O dado estruturado por trás deste site — o mesmo que alimenta cada página — e o servidor de consulta para assistentes de IA (MCP) descrito em sobre são hoje dois módulos profissionais, com acesso mediante pedido: ver Dados e MCP. O restante desta página descreve o MÉTODO — de onde vem cada dado publicado aqui —, independente de como esse dado é acessado.
As fontes
- API de normativos do Banco Central — fonte de tipo, número, ementa, situação (vigente/revogada) e data de publicação no Diário Oficial de cada norma. É também de onde vem o campoDocumentos, que lista o acervo oficial versionado da norma: da versão 1 (original) até a versão N (consolidada), nas variantes O (original), L (leitura) e P (publicação).
- Acervo versionado — construído a partir desse campoDocumentos: o PDF de publicação de cada versão é baixado e seu texto é extraído. Hoje esse texto alimenta a subpágina de texto integral de cada norma e um comparativo entre versões, publicado em /norma/<slug>/diff/ — o par comparado é sempre a versão 1 (original, PDF do acervo) contra o texto consolidado atual (API), nunca uma cadeia de versões intermediárias (o acervo do BCB ainda não serve as variantes O/L/P de forma confiável pra isso). Nesta captura, 73 normas têm esse comparativo publicado: em 69 delas a comparação linha a linha mostra o que de fato mudou entre as duas pontas; nas outras 4, as duas fontes cobrem quantidades de texto tão diferentes para aquele documento que uma comparação de conteúdo não seria honesta — a página declara essa assimetria de cobertura em vez de simular um redline sem sentido. Um diff novo, fruto de uma captura futura para uma norma que ainda não tinha as duas pontas disponíveis, fica em quarentena até aprovação do dono antes de ser publicado — o mesmo tipo de controle humano descrito em "O procedimento de captura", mais abaixo. O que ainda não existe é um seletor de versões — escolher, dentre as N versões do acervo, qual duas comparar; hoje o par é sempre o mesmo (v1 e a consolidada atual). Esse seletor de versões será incorporado numa próxima atualização.
- Portal da Legislação (Planalto) — fonte de Lei e Lei Complementar: tipo, número, ementa e o texto integral (sempre o compilado, quando existe, com as anotações "(Redação dada pela Lei …)"), para normas que a API do Banco Central não cobre — são atos do Poder Legislativo federal, não do próprio Banco Central. Nesta captura, 18 leis do grafo vêm desta fonte, citadas por 559 arestas. Sem endpoint técnico: a descoberta usa uma matriz de URLs por faixa de ano (do acervo mais recente para o mais antigo) até achar a página certa, com um cabeçalho de navegador de verdade — o Planalto recusa cliente que não pareça um. A mesma página encontrada é tanto o endpoint de captura quanto a página de leitura; a dualidade descrita a seguir, própria da API do Banco Central, não existe aqui.

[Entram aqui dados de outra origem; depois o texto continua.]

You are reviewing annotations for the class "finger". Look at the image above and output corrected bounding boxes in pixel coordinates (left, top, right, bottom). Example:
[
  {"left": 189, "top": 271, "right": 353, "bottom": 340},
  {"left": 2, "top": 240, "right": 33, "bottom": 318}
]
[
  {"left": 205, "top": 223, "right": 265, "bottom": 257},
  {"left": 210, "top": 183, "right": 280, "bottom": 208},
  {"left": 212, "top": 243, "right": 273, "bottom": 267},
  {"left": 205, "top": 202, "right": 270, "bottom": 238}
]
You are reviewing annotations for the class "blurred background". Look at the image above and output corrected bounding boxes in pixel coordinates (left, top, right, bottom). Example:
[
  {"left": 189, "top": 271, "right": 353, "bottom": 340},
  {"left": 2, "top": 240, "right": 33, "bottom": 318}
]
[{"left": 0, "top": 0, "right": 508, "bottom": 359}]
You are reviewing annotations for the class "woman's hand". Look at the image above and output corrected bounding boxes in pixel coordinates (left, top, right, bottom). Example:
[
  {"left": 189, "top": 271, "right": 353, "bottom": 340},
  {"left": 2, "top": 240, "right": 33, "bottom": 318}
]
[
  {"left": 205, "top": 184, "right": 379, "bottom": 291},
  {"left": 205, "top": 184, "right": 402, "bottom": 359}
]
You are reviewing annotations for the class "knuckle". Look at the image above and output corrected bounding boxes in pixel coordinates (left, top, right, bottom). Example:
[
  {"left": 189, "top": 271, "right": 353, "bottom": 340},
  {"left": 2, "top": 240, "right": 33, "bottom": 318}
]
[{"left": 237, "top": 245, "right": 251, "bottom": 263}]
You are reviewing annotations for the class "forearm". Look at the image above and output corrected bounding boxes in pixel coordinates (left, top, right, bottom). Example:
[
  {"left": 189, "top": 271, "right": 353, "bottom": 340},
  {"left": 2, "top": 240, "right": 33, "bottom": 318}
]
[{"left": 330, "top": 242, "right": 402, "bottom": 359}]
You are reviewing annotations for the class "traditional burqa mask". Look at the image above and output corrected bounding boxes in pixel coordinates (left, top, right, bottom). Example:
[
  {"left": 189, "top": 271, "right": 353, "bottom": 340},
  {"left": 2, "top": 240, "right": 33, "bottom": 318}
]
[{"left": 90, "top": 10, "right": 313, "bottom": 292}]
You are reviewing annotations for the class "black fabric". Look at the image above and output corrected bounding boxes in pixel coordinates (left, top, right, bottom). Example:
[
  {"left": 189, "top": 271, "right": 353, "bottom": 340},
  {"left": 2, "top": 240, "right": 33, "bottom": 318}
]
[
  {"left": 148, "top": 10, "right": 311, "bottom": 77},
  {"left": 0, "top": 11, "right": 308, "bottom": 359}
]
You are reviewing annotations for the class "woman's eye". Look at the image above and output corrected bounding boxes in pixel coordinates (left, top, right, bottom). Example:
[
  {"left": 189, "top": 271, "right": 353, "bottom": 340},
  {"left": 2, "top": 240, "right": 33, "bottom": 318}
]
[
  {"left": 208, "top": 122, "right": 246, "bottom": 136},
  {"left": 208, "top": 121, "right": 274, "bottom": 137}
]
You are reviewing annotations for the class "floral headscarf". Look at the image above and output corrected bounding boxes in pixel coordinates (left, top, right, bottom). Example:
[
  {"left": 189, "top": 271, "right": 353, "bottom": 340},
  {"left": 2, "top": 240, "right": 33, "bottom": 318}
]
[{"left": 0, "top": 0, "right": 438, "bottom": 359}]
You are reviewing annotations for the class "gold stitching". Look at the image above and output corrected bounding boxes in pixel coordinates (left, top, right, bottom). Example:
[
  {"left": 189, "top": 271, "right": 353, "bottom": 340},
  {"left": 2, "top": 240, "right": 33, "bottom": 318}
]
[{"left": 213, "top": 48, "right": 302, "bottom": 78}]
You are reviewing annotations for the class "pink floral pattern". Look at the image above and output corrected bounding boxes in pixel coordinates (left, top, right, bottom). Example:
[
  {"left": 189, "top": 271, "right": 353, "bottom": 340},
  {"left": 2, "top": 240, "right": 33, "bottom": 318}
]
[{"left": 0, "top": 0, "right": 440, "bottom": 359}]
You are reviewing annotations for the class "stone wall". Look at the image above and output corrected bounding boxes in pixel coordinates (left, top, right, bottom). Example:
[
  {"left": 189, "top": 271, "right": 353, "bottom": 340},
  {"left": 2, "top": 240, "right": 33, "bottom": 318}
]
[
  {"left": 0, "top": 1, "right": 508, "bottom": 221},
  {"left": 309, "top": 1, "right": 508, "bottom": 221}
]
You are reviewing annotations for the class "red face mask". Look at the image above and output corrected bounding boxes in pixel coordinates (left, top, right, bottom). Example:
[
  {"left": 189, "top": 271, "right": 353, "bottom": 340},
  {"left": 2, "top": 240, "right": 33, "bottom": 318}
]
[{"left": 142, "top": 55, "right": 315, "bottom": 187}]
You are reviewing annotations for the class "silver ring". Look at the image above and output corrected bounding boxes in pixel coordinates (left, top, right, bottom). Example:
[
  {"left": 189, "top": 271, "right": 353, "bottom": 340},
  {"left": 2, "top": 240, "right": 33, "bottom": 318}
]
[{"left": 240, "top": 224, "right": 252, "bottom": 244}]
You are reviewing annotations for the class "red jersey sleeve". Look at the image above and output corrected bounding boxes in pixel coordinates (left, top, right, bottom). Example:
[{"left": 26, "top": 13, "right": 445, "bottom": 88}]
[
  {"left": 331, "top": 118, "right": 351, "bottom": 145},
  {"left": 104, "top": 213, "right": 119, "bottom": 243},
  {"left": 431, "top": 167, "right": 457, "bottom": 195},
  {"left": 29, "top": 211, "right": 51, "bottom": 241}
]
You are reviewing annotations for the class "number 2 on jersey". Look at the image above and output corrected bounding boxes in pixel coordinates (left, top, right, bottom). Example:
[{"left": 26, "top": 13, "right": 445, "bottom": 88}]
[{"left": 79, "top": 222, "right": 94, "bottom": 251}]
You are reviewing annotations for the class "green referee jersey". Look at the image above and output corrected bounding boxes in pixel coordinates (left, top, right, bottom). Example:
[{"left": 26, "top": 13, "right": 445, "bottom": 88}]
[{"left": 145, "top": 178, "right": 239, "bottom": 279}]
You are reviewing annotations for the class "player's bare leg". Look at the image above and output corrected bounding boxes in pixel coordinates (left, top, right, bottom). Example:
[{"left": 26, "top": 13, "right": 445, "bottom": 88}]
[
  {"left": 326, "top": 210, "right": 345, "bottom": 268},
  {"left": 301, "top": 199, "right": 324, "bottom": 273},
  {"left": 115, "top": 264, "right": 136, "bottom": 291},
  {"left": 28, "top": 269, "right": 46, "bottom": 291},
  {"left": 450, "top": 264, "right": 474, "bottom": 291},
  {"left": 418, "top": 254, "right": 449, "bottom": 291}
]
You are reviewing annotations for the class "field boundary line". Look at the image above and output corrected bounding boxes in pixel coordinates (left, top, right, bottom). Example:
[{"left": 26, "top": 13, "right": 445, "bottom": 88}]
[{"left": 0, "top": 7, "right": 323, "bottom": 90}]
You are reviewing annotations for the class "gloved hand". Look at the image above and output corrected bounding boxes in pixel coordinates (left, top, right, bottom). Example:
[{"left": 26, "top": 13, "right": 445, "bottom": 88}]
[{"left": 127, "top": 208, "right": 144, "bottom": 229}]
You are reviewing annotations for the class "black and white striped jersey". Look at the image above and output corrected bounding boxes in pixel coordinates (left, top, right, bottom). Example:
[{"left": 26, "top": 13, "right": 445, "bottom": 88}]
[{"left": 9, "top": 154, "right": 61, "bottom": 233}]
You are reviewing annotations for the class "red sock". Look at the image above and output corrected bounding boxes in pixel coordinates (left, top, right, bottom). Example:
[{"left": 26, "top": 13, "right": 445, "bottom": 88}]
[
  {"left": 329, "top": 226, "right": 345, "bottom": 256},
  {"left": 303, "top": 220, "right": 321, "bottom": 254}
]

- Olinda (API de dados abertos do Banco Central, painel de quadro de penalidades) — fonte dos processos administrativos sancionadores: partes apenadas, penas aplicadas, situação processual.

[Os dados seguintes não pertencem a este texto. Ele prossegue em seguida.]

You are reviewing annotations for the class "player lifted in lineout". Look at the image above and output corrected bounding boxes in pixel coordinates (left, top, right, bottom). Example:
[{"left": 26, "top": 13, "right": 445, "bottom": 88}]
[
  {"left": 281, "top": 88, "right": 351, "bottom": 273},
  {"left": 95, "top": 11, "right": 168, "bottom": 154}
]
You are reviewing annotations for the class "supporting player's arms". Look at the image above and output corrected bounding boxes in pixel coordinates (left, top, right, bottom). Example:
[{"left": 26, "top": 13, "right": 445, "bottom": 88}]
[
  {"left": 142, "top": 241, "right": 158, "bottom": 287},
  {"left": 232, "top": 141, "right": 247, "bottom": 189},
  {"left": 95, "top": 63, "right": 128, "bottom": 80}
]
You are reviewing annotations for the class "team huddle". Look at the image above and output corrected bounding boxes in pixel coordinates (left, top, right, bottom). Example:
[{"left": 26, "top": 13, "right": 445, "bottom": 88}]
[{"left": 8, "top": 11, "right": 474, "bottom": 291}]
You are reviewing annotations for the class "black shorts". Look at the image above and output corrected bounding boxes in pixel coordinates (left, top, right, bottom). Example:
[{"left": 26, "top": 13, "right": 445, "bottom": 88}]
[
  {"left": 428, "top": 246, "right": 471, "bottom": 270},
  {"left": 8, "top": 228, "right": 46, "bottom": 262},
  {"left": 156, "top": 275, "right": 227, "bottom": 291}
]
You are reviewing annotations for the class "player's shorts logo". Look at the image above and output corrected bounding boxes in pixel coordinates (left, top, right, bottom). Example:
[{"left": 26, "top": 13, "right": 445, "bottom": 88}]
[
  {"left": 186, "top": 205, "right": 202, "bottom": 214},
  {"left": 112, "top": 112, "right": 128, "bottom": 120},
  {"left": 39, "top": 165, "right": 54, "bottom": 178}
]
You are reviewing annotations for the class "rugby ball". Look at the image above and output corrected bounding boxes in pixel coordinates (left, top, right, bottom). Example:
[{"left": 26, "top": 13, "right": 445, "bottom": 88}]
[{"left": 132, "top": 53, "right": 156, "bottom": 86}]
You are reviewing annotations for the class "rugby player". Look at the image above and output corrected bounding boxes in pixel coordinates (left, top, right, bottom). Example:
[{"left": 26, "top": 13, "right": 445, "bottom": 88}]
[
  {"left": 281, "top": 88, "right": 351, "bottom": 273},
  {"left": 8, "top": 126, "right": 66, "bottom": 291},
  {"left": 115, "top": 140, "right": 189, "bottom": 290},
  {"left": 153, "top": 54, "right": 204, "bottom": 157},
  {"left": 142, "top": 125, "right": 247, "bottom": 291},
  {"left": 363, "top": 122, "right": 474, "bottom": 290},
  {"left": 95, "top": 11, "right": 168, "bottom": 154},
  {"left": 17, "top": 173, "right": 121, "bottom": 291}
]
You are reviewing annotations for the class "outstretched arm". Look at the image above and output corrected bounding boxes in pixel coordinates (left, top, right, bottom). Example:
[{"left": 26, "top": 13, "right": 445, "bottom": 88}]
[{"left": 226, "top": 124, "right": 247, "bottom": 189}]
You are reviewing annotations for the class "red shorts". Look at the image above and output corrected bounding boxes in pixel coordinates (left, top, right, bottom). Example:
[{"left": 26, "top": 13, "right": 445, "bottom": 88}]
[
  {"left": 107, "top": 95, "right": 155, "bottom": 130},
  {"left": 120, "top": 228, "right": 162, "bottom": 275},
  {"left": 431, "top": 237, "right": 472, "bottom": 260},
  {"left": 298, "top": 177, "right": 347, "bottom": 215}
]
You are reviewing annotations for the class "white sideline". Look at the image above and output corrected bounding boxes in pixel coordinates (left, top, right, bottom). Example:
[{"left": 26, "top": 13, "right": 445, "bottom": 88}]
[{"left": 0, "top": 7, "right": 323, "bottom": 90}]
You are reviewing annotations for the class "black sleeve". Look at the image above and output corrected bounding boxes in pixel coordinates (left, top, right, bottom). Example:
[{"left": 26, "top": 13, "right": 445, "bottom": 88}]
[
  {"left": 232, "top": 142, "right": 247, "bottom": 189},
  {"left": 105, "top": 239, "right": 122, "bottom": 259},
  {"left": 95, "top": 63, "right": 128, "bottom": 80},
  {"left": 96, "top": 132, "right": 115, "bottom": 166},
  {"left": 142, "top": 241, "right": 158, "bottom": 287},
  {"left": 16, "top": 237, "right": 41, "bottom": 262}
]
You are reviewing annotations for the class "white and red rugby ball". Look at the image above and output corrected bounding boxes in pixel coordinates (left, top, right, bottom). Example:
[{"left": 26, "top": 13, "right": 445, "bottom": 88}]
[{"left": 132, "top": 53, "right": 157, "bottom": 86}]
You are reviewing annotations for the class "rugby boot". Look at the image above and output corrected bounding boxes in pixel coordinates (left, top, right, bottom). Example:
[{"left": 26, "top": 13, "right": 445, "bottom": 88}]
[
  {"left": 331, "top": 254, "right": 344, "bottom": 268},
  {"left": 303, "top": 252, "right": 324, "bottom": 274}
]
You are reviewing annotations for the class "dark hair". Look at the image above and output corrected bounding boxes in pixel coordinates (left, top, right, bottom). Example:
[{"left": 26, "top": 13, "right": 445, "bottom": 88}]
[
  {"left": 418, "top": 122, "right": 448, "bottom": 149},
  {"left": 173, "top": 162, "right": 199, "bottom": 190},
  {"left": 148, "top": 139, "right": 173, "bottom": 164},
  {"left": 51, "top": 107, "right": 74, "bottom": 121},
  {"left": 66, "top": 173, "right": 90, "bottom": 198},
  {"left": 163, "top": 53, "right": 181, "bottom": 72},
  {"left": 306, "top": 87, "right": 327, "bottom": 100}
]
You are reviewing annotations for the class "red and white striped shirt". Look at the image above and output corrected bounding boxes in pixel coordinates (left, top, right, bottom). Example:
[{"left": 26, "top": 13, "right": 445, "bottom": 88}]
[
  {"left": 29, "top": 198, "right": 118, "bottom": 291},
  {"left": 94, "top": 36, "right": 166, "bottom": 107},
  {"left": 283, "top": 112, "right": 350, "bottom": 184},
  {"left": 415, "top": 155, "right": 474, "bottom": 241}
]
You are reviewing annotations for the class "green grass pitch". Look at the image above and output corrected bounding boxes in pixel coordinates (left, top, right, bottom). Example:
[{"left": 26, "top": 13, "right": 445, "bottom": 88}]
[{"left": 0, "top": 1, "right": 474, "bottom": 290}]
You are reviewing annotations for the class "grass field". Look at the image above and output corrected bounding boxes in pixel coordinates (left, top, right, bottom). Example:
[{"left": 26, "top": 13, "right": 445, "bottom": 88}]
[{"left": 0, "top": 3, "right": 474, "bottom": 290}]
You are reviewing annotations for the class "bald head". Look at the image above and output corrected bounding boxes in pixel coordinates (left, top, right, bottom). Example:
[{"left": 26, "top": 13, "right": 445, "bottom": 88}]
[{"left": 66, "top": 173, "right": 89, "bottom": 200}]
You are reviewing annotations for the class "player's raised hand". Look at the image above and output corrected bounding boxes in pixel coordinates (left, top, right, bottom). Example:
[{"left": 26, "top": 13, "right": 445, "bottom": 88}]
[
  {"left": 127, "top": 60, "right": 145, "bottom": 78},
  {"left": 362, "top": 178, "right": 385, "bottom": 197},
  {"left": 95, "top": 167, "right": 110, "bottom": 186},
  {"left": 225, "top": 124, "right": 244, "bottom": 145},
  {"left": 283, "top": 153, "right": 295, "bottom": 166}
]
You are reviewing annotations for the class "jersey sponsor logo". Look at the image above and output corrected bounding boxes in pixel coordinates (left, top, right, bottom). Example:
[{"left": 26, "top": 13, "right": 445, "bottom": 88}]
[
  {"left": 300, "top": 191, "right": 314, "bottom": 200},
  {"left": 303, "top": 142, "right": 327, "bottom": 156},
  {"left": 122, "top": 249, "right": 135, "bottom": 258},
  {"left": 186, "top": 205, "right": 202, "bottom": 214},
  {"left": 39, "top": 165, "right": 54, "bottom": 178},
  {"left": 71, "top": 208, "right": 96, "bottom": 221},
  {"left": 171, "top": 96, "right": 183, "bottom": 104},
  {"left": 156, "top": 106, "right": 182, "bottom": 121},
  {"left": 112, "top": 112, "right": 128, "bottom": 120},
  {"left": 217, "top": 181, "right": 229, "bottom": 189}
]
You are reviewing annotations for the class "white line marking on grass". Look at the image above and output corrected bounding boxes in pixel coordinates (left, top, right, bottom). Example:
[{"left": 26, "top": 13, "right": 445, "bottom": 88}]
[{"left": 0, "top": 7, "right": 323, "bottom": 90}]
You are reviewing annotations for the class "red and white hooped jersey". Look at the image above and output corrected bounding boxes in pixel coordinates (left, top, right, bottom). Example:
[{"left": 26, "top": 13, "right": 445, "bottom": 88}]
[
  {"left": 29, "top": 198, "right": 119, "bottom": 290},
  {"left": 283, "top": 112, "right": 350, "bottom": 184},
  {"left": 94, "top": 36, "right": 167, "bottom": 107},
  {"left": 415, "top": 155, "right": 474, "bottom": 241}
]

- Diário Eletrônico do Banco Central — fonte dos atos publicados de cada processo (citação, decisão, recursos), usada para consolidar a ficha de cada caso.
- Relatório do processo (Comitê de Decisão — Copas) — quando existe, é a fonte da íntegra do processo na seção "O que aconteceu" da própria página do caso, em vez do PDF publicado pelo Banco Central: menos artefato de OCR e de formatação (na origem desta escolha, a Copas venceu nos 27 processos conferidos em que as duas fontes existiam para o mesmo PE). Lida dos sidecars do snapshot capturado — um documento por processo, arquivo local, não uma API — nunca do PDF em si; a proveniência exata (Copas ou íntegra publicada) aparece ao lado da narrativa, na própria página do caso.

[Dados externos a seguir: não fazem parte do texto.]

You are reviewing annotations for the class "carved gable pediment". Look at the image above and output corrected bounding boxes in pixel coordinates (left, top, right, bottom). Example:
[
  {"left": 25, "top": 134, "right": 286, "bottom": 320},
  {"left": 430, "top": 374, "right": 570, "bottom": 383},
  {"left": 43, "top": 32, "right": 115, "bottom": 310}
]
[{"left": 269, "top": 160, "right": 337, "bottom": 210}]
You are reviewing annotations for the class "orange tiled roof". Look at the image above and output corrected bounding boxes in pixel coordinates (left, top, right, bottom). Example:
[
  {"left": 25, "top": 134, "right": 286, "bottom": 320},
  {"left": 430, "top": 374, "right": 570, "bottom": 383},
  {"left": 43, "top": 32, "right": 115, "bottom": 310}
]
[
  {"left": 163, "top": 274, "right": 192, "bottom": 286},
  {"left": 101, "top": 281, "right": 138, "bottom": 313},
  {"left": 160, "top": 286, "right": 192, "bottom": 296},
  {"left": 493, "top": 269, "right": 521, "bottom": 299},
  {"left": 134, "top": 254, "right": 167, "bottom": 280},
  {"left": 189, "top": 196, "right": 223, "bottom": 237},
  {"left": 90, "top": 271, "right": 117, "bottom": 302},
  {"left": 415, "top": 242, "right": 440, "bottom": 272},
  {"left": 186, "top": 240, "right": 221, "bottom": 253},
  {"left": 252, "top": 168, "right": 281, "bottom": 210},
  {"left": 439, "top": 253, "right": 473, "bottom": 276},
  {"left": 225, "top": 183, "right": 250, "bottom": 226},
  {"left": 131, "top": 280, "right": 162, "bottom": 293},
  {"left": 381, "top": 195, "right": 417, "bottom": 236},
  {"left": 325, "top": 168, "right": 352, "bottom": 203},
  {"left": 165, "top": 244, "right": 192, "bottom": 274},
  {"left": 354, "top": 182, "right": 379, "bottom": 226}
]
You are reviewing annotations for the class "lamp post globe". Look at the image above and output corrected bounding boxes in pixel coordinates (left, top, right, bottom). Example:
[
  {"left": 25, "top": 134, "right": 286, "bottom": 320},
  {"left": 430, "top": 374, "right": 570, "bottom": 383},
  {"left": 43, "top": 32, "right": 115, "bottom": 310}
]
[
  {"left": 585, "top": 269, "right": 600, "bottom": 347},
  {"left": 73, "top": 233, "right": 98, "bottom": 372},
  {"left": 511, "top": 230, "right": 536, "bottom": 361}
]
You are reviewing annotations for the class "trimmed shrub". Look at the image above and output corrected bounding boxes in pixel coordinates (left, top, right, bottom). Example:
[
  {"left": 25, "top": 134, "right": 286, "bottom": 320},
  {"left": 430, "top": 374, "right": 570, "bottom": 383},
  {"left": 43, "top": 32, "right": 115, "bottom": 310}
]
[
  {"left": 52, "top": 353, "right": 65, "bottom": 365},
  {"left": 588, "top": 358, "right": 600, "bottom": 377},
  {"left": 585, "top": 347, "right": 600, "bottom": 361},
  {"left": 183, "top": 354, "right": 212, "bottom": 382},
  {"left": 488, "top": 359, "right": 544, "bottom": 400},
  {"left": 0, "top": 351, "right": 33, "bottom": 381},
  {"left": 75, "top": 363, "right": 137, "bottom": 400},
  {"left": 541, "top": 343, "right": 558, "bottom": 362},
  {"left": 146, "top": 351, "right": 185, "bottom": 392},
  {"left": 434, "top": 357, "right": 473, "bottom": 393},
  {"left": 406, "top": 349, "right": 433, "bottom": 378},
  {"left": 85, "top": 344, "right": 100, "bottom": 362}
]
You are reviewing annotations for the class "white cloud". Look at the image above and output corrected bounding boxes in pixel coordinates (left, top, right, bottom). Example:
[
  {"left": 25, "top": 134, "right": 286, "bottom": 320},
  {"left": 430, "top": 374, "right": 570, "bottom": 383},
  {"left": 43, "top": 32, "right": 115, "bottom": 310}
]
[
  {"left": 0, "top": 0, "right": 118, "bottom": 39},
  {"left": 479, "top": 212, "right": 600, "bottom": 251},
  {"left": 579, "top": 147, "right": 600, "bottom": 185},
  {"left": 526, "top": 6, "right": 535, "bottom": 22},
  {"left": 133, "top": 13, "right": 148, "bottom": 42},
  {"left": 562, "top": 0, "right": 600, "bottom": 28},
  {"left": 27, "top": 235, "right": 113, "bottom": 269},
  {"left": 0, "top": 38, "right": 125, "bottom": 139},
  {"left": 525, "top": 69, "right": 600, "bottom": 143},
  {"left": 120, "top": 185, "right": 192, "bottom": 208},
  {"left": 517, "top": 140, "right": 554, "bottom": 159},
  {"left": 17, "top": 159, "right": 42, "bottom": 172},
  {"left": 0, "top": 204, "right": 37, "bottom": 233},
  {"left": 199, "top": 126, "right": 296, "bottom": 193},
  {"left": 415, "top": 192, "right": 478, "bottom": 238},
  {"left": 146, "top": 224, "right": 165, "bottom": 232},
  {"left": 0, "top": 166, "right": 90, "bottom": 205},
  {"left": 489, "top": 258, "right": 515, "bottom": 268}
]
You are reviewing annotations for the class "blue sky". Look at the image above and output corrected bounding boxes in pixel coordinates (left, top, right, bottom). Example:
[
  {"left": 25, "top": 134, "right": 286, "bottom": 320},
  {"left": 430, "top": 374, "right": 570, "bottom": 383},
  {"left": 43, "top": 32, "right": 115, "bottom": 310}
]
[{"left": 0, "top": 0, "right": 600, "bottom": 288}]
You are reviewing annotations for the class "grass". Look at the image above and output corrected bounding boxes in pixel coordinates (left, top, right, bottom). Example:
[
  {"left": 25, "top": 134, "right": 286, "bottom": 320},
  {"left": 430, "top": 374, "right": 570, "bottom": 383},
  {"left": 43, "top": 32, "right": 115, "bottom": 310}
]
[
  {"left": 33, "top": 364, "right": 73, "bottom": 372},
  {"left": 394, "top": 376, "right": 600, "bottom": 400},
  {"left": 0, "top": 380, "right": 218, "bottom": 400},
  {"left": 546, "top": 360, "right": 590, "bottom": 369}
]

- CRSFN (Conselho de Recursos do Sistema Financeiro Nacional) — fonte dos acórdãos de recurso: a série "Acórdão Inteiro Teor" publicada no Diário Eletrônico do próprio CRSFN (SEI). O casamento acórdão→processo usa o número de PE que o TEXTO do acórdão cita como "processo na primeira instância" — nunca uma aproximação; um formato reconhecido (BCB, BACEN — a mesma instituição sob o nome histórico — ou a anotação explícita "(PE …)") que não existir como processo já publicado neste site simplesmente não gera vínculo. O SEI às vezes republica o MESMO julgamento (erro material na publicação, ou falha técnica na divulgação do boletim eletrônico) — republicações são fundidas numa única decisão antes de publicar, nunca contadas em dobro. Nesta captura, o dataset publica 725 decisões distintas do CRSFN, citando 701 processos distintos — cada uma exibida na própria página do caso, na seção "Recurso ao CRSFN", com a data de publicação do inteiro teor do acórdão no SEI (não confundir com a data da decisão em si, mais abaixo) e, quando o texto traz, sessão, relator e ementa.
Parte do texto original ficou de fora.